Prebind from OpenBSD
Peter Jeremy
peterjeremy at acm.org
Mon Mar 28 21:20:19 UTC 2011
On 2011-Mar-27 20:54:18 +0100, Robert Watson <rwatson at FreeBSD.org> wrote:
>part of rc.d. I'd also investigate large applications like Firefox, Chrome,
>KDE, Gnome, etc. KDE already integrates prebinding tricks in its design, but
>I don't think the others do.
Improving startup time for large, infrequently started executables will
enhance the user experience but not do a great deal for overall system
performance. (And note that things like OOo, emacs and browsers have
significant amounts of code in embedded scripting languages and it's
unlikely that pre-binding will help much there).

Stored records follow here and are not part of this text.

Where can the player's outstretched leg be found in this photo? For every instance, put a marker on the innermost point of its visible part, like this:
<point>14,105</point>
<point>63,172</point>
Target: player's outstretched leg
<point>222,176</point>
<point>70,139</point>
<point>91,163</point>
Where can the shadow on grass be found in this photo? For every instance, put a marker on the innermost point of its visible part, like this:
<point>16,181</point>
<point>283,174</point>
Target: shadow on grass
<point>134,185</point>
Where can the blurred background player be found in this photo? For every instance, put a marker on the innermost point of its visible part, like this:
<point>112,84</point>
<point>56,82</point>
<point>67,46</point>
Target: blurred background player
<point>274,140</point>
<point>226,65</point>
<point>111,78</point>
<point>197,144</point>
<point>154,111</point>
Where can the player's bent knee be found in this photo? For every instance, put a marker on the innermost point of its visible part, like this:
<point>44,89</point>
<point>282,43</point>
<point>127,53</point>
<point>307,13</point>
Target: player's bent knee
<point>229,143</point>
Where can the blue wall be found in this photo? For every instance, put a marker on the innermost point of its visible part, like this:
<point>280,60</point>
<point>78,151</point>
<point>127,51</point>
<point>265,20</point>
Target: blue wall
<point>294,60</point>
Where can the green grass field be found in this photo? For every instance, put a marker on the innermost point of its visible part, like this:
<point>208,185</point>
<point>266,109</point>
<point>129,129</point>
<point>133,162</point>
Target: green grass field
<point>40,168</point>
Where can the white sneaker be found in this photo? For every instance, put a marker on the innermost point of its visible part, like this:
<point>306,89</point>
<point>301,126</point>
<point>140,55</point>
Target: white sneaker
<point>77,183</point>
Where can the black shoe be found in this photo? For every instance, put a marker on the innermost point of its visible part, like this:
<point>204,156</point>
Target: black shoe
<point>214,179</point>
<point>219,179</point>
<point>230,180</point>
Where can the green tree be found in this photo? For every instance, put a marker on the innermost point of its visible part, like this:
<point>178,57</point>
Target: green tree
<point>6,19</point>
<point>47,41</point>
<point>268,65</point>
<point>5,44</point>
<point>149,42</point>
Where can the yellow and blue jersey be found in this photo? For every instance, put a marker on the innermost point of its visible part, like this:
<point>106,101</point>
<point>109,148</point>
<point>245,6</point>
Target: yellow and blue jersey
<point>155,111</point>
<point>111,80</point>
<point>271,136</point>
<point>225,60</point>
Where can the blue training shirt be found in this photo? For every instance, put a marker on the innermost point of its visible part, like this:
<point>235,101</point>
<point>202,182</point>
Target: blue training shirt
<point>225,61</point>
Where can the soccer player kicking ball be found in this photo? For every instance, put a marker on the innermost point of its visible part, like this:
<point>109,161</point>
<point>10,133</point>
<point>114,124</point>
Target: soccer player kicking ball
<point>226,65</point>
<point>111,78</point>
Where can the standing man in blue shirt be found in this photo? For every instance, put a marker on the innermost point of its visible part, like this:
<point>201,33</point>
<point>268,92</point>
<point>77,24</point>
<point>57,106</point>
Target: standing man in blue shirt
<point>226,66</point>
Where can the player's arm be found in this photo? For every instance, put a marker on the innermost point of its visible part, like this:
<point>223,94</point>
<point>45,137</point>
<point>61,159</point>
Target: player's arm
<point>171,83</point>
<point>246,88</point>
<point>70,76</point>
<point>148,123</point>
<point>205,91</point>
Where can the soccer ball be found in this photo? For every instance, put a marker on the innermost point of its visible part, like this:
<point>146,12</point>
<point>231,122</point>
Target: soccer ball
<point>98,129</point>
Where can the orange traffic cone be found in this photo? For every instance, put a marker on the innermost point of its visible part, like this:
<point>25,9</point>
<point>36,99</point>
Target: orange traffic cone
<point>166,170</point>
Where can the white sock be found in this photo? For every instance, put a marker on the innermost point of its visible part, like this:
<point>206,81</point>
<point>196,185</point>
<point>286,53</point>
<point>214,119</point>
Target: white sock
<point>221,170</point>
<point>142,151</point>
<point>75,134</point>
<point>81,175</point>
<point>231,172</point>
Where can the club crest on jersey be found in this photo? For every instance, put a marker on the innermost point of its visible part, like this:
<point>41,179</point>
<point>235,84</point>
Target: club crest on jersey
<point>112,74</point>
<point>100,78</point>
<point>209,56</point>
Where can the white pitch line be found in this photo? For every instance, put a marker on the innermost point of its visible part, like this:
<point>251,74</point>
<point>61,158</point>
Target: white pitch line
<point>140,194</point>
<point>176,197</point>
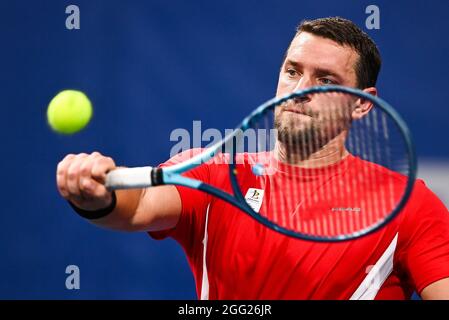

I suspect a bigger overall win would be gained by speeding up small
but very frequently started executables - /bin/sh is the most obvious
candidate here, though there are probably other candidates in /bin
and /usr/bin. In this case, you need to measure how frequenctly it
is started as well as the per-startup savings. For some of these
executables, it's easy to get a reasonably accurate estimate of the
potential pre-binding savings by comparing the speed of the existing
dynamically-linked executable in /bin with the same statically-linked
executable in /rescue.
One thing that I'm not sure if you've take into account is process-
initiated library loading (using dlopen(3) and friends). Note that
even /bin/sh can do this through things like locale handling.